Certain statements in this announcement may be considered forward-looking. Although WHL
believes that the expectations reflected in any such forward-looking statements relating to the
proposed acquisition are reasonable, the information has not been reviewed or reported on by the
reporting accountants and auditors and no assurance can be given by WHL that such expectations
will prove to be correct.
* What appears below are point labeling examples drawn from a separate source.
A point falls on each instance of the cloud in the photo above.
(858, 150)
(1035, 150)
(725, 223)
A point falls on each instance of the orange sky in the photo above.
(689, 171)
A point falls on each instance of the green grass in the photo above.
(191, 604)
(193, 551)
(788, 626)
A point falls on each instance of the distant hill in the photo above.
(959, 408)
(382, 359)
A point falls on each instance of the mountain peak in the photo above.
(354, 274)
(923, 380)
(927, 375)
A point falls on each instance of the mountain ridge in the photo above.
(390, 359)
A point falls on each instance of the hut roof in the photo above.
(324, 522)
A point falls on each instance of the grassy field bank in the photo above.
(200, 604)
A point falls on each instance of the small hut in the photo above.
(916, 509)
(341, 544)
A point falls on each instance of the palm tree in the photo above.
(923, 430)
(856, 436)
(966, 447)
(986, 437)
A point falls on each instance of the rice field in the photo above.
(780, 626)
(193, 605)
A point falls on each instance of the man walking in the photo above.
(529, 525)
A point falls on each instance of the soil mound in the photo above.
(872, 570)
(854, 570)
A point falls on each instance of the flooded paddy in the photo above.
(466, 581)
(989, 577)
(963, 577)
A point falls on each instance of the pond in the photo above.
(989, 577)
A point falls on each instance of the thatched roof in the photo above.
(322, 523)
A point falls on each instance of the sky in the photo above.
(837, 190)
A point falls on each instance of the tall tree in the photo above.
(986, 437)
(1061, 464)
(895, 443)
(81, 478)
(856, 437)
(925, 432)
WHL does not undertake any obligation to publicly update or revise any of
the information given in this announcement that may be deemed to be forward-looking.

DISCLAIMERS
The release, publication or distribution of this announcement in certain jurisdictions may be
restricted by law and therefore persons in such jurisdictions into which this announcement is
released, published or distributed should inform themselves about and observe such restrictions.

This announcement is not an offer for the sale of securities. The securities discussed herein have
not been and will not be registered under the US Securities Act of 1933 (the “US Securities Act”), or
under any securities laws of any state or other jurisdiction of the United States and may not be
offered, sold, taken up, exercised, resold, renounced, transferred or delivered, directly or indirectly,
within the United States absent an exemption from, or in a transaction not subject to, the
registration requirements of the US Securities Act and in compliance with any applicable securities
laws of any state or other jurisdiction of the United States. The Company does not intend to register
any part of the proposed Rights Offer in the United States.